The primary contributions of this paper are as follows:

A comprehensive analysis of a diverse set of explainability methods is conducted, selectively applying appropriate techniques to elucidate QNN models. By integrating both example-based and feature-based approaches, this study broadens the range of explanation techniques available in quantum machine learning.
A quantitative evaluation of the proposed feature-based explanation techniques through the probability drop curve is provided. The findings reveal that QNNs are generally more challenging to explain than classical neural networks (NNs), highlighting the unique complexities posed by quantum models in explainable AI.
The study also demonstrates that QNNs exhibit higher sensitivity to data compared to classical models. The interdependence of features in QNNs, due to quantum phenomena such as entanglement, makes them more reliant on complete data, thus emphasizing the need for robust and interpretable explanation techniques to better understand how quantum models process information.

The remainder of this paper is structured as follows. In Section 2, we introduce key concepts related to QNNs, explanation methods, and deep neural networks. Appendix A reviews the relevant literature. In Section 3, we discuss suitable explanation methods for quantum machine learning models and detail the metrics used to assess them. In Section 4, we present experimental results, followed by concluding remarks and suggestions for future work in Section 5.

2. Preliminary

2.1. Quantum Neural Networks

Quantum neural networks are a class of quantum algorithms that leverage quantum computation to process information and perform machine learning tasks. QNNs are implemented as hybrid quantum–classical algorithms, utilizing both quantum and classical resources. These algorithms consist of a quantum subroutine that evaluates an objective function and a classical subroutine that optimizes the parameters based on the quantum output. Hybrid quantum–classical algorithms are more resilient to noise and limitations in current quantum devices, as they require fewer quantum resources and employ shorter-depth circuits compared to fully quantum algorithms.

Qubits can be physically realized using various systems, such as superconducting circuits [30] and trapped ions [31]. Superconducting qubits, like transmons, are implemented using Josephson junctions, where quantum states are manipulated using microwave pulses. Trapped ion qubits use atomic ions confined by electromagnetic fields, with quantum operations performed using laser pulses. These physical systems support the quantum gates and operations used in QNNs, ensuring coherent quantum state evolution.

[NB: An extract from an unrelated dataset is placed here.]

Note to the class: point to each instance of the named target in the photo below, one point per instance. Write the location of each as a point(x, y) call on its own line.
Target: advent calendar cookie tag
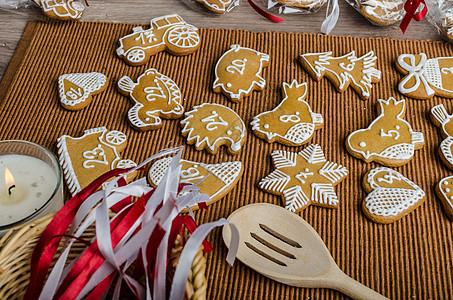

For a QNN with n qubits, the input is a quantum state typically prepared by encoding classical data

x

into a quantum state through an encoding method

| ψ_{x} 〉 = U (x) | 0 〉

. The parameterized quantum circuit (PQC)

U (θ)

with L layers is a sequence of quantum gates, typically consisting of single-qubit rotations and two-qubit entangling gates. In the hardware-efficient ansatz,

U (θ)

is constructed as a product of parameterized single-qubit gates and entangling operations as follows:

U (θ) = \prod_{i = 1}^{L} (\prod_{k = 1}^{n} R_{z} (θ_{k}^{(i)}) R_{y} (θ_{k}^{(i)})) W,

where

R_{z} (θ_{k}^{(i)})

and

R_{y} (θ_{k}^{(i)})

represent parameterized single-qubit rotations around the z-axis and y-axis, respectively, for the k-th qubit in the i-th layer. The entangling operations are represented by W, typically consisting of controlled-NOT (CNOT) gates applied between neighboring qubits or according to some predefined topology. This ansatz allows the QNN to learn complex quantum correlations with relatively shallow circuits, making it suitable for near-term quantum devices.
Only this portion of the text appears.